The two avatars of Vishnu, Rama and Krishna, comprise the longest part of the Chaubis Avtar. Modern era scholars state that verse 863 of the Rama Avatar section of the text rejects worship of particular gods, reject the scriptures of both Hinduism and Islam, and instead reveres the "Sword-bearing lord" (Asipani). The verse, translates Robin Rinehart, states, "Since I grabbed hold of your feet, I lower my eyes before no one else. The Puranas speak of Ram, and the Quran of Rahim, but I don't believe in either of them". Similarly, in verse 434 of Krishna Avatar of the text reveres Mahakal, and asserts that "I will not first honor Ganesha", nor meditate of Krishna or Vishnu, and "I am absorbed in contemplation of His feet. Mahakal is my protector." The verses in the text, states Rinehart, praise Hindu goddesses (Devi) such as Chandi and Durga.

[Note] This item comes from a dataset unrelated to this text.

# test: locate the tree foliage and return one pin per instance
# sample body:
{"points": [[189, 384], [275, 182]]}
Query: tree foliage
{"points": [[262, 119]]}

The framework of the Devi-related verses in the text, according to Harjot Oberoi, are the 6th-century Devi Mahatmya and the 12th-century Devi-Bhagavata Purana Hindu texts, which describe and revere the divine feminine. The theological import, states Oberoi, is not about deity reincarnation, but accepting the masculine and feminine dimension of Ultimate Reality. These verses on fierce goddesses Durga and Chandi have been interpreted in martial context, by many Sikh commentators, as meant to symbolize sword and to inspire Sikh warriors heading into battle during the Mughal Empire persecution.